For me, there is also an upside, all of the restrictions imposed by the government make my chaotic life quite simple: I’m either working or at home. Because I deliver groceries for Picnic, I’ve been working practically every day since the start of the pandemic. I am lucky to still be able to go outside and be in contact with people. It almost feels as if I were taking an involuntary break from life, which apparently I could really use. 

It almost feels as if I were taking an involuntary break from life, which apparently I could really use. 

Nowadays, I usually wake up around 12 and get ready for work, where I’ll be from 2 p.m. until approximately 10 p.m. Then, I’ll start working for my own company, Vlaarflip, around midnight, which I usually do until about 5 a.m. Then, I go to sleep.

The biggest part of my social life revolved and still revolves around work. I still see my colleagues every day, but I do miss the legendary Friday night borrels and the nights out in the city. Before, I met with different people every week for my projects with other creative minds. This made me travel with public transport a lot and I got to meet and interact with lots of people this way.

I do, of course, agree with the rules of the intelligent lockdown. In fact, I believe the government could probably be a bit more strict. We shouldn’t be stubborn at times like these. Then again, I have little to no knowledge about what is actually going on with the world, so I also believe I can’t really have an opinion on this matter. I would be disappointed for a second if the government decides to continue the lockdown past June 1, but you’ve got to accept it and move on. 

 

Denise
I consider myself mostly an introvert. I can go days without seeing anyone, but I do like hugs very much and you kind of need people for that. I am most content when I’m reading a book or singing alone in a forest, very much like a Disney princess.

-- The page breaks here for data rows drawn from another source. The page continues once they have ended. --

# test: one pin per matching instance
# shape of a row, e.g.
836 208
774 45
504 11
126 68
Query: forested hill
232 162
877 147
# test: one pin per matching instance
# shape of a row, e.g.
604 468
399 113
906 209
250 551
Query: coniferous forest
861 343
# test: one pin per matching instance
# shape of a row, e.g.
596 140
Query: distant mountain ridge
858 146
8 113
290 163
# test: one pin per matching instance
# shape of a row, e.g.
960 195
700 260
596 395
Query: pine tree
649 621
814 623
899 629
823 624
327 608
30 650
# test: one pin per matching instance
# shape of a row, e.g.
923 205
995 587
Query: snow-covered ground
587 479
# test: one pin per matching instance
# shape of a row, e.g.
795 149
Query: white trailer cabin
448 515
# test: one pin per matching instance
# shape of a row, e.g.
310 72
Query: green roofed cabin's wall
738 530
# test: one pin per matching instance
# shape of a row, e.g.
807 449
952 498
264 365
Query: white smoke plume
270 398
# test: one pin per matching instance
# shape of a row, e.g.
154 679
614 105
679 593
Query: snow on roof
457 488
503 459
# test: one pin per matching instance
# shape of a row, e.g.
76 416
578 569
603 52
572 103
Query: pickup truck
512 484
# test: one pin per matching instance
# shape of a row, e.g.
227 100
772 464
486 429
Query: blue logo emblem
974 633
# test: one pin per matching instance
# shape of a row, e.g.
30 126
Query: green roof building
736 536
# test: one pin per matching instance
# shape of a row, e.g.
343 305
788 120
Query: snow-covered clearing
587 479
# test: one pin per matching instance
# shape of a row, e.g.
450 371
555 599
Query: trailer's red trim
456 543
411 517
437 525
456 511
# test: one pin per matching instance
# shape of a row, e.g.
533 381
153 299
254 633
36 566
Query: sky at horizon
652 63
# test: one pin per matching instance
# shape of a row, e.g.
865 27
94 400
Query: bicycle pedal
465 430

I like my freedom, the ability to go anywhere I want to go. Even though I am more of a homebody, I do like going to the supermarket, shopping and visiting a friend. It kind of feels like I’m trapped inside. I’m happy to stay indoors for the good of the many, but that doesn’t mean I am not struggling with this feeling.

Personally, I do like the eerie sort of quietness to the world that came with this crisis. Most times, I’m swept up in the usual hustle of the world, but now, everything is quieter. It would almost be peaceful if we weren’t facing a pandemic.

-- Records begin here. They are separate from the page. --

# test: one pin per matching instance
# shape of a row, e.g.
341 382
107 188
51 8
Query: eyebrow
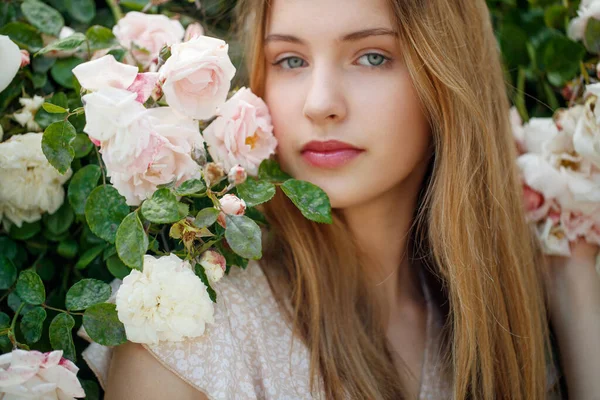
350 37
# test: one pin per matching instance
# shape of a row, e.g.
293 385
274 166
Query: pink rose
167 156
35 375
197 76
145 34
242 134
232 205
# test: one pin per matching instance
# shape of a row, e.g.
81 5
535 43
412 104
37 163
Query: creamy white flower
214 265
165 301
11 61
29 185
587 10
35 375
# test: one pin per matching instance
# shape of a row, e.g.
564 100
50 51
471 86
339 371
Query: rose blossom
11 61
214 265
164 301
35 375
146 34
231 205
242 133
29 185
197 76
166 157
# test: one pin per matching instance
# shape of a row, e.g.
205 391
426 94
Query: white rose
35 375
197 76
109 111
166 157
587 10
146 34
214 265
11 61
29 185
166 301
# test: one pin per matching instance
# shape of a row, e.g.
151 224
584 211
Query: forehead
326 18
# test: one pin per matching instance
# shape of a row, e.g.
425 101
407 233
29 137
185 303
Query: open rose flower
197 77
165 157
242 133
165 301
11 61
145 34
29 185
35 375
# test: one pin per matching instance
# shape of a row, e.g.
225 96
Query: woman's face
344 108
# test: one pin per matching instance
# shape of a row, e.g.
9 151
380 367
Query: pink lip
329 154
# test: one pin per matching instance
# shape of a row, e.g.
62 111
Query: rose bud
232 205
237 175
213 173
214 265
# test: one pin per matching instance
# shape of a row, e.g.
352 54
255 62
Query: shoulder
244 345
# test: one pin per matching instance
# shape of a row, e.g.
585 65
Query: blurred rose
11 61
145 34
242 133
29 185
35 375
197 76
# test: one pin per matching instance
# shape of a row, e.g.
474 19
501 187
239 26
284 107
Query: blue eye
373 60
290 62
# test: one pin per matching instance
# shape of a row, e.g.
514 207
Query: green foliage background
39 262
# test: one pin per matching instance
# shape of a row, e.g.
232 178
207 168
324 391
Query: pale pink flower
231 205
145 34
242 134
197 76
35 375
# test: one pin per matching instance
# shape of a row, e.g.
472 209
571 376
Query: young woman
428 284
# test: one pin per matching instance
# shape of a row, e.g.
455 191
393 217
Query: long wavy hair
469 229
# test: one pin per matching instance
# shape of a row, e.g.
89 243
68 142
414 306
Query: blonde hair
469 228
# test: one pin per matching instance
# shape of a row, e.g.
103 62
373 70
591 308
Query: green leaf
89 255
103 326
30 288
56 145
269 170
86 293
81 10
25 231
43 17
243 236
132 241
105 208
206 217
116 267
59 222
255 192
190 187
32 324
8 272
81 185
62 71
24 35
199 269
591 37
100 38
65 44
82 145
53 108
61 335
311 200
161 208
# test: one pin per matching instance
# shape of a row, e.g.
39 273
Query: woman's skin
334 72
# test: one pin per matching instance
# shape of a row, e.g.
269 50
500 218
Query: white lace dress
248 353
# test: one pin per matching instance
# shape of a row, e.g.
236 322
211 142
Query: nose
325 101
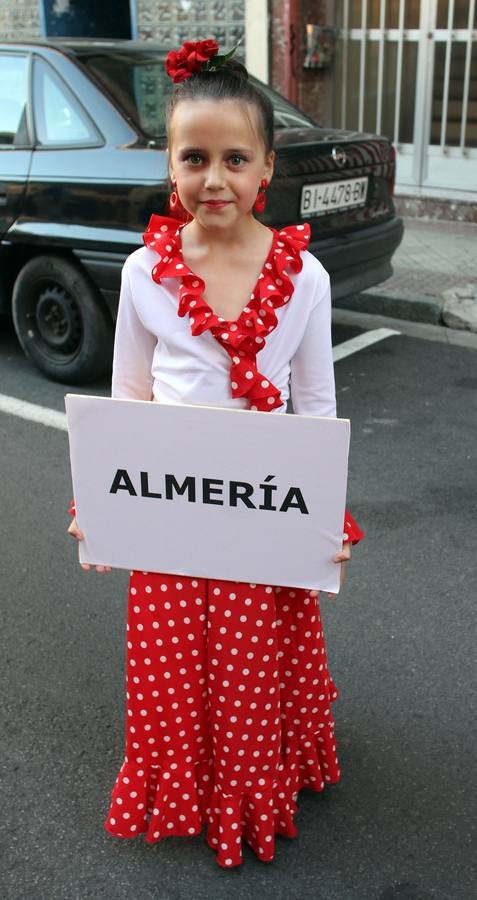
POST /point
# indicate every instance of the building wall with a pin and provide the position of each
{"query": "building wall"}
(172, 22)
(19, 19)
(308, 88)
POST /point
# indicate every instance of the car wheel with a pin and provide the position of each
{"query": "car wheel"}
(60, 321)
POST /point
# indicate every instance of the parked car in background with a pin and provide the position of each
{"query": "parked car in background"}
(83, 165)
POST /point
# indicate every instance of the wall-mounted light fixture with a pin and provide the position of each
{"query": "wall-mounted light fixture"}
(320, 46)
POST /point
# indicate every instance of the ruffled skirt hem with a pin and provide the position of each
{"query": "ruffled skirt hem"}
(180, 799)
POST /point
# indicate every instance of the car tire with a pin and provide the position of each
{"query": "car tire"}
(60, 321)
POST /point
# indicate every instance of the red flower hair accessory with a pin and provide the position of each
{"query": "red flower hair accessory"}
(195, 56)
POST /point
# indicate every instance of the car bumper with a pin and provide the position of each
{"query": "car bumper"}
(361, 259)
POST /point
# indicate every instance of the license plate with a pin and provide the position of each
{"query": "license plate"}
(318, 199)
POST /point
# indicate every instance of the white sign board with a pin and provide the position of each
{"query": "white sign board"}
(208, 492)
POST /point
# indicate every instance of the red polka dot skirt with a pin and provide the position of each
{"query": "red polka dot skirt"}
(228, 713)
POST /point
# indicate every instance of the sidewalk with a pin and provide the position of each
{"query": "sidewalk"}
(434, 280)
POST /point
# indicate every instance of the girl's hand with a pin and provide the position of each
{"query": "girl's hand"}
(78, 534)
(340, 558)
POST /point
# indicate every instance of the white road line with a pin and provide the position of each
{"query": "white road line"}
(53, 419)
(32, 412)
(361, 341)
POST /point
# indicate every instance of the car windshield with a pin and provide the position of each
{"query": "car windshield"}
(139, 84)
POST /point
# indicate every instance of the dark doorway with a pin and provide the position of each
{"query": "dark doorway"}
(87, 18)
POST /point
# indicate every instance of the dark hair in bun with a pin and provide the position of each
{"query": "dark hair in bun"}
(230, 82)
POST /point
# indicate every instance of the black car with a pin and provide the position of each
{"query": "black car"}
(83, 165)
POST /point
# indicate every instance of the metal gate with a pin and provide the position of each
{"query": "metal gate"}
(408, 69)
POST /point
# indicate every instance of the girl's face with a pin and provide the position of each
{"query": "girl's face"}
(217, 160)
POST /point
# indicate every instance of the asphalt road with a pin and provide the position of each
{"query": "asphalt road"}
(401, 825)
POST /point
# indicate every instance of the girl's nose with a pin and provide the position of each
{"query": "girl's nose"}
(214, 178)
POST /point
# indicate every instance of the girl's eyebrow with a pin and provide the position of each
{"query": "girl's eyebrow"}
(188, 150)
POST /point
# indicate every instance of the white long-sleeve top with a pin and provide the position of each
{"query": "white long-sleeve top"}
(157, 357)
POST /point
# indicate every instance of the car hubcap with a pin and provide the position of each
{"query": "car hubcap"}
(58, 320)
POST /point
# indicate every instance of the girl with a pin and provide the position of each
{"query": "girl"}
(228, 690)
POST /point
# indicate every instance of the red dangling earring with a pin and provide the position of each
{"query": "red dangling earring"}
(175, 208)
(261, 200)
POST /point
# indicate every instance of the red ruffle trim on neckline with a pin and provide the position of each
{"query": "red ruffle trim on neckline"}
(244, 337)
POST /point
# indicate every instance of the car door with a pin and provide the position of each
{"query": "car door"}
(15, 137)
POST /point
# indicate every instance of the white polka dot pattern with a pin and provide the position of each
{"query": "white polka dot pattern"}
(228, 713)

Before the crisis, I didn’t think much about whether people in my life were at risk or not. Now, I see danger at every corner and it’s terrifying. My grandmothers and grandfather are all over 70 and fall into the high-risk population. Some of my friends and family members are key workers and come into contact with patients every day. It’s terrifying to think of what could happen to them and how powerless I am if they do catch the virus.

Before the crisis, I didn’t think much about whether people in my life were at risk or not.

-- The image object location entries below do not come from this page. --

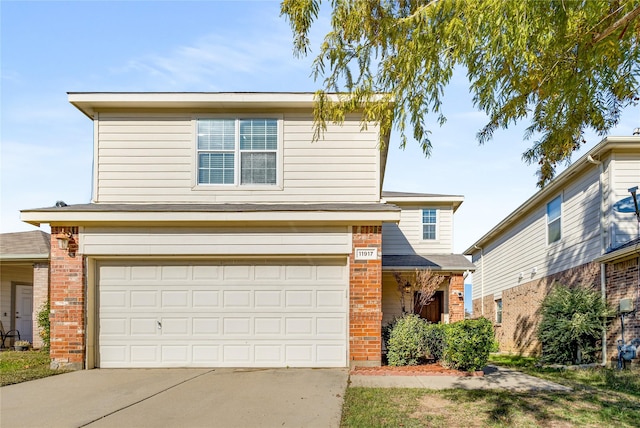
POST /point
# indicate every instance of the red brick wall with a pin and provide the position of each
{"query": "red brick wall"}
(521, 307)
(365, 299)
(456, 304)
(67, 297)
(623, 282)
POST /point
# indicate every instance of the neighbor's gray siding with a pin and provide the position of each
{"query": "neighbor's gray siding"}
(523, 246)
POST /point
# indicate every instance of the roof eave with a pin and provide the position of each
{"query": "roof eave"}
(92, 217)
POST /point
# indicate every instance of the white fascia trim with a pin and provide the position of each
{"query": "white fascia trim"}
(23, 257)
(91, 102)
(336, 217)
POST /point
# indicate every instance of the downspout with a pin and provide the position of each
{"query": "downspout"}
(481, 278)
(603, 266)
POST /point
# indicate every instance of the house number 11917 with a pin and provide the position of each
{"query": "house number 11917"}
(366, 253)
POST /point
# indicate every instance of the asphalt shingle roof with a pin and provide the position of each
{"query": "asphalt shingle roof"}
(444, 262)
(27, 243)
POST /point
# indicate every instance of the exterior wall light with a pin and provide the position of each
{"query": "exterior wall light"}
(63, 240)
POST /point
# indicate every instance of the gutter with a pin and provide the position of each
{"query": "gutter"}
(603, 266)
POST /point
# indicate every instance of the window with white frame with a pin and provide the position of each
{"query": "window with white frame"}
(429, 223)
(554, 220)
(499, 311)
(237, 151)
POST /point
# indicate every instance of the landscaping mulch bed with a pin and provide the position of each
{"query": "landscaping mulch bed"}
(433, 369)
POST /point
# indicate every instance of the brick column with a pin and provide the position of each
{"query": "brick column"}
(67, 302)
(456, 304)
(40, 297)
(365, 299)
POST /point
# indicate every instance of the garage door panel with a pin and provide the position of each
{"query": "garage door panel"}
(266, 314)
(206, 299)
(144, 299)
(236, 299)
(205, 326)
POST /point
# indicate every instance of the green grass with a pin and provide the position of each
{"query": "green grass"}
(600, 397)
(16, 367)
(604, 379)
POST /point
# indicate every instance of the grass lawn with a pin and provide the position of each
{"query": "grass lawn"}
(16, 367)
(601, 397)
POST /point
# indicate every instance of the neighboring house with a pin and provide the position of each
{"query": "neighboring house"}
(24, 281)
(221, 235)
(577, 230)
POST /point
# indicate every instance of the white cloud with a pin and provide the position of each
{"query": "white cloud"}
(217, 62)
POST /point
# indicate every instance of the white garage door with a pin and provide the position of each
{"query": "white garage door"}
(223, 314)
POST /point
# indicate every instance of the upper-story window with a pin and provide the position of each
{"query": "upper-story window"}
(237, 151)
(499, 311)
(429, 223)
(554, 220)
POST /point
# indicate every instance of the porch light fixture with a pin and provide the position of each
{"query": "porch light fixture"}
(407, 287)
(633, 192)
(63, 240)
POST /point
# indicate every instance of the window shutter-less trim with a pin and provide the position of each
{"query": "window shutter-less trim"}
(253, 141)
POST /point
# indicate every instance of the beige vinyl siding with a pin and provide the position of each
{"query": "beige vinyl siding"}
(150, 158)
(625, 175)
(215, 241)
(406, 237)
(523, 246)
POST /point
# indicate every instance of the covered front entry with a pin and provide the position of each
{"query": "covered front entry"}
(223, 313)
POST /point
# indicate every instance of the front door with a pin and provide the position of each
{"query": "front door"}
(24, 312)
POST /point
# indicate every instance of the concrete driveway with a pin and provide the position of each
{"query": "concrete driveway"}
(178, 397)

My social life has somewhat changed, but for the better. I see my friends a lot less, but I talk to them more. We try to do things together like writing songs, discussing our quarantine obsessions, we even have Cosplay Night where we sit in front of our laptops in full cosplay gear. I try to follow the rules as much as I can. And I hope others are following the rules as well, because it’s not some harmless flu virus, it’s not just the sniffles, we are in a pandemic right now and we should be acting like it.

If the intelligent lockdown continues over the summer, it would mean graduating online and spending my birthday in quarantine. If it happens, it happens. But that is all trivial compared to slowing down the spread of this virus. If a longer intelligent lockdown means that my loved ones will not get sick, then I’ll stay inside for a few weeks longer. It’s a small price to pay for the health of so many others.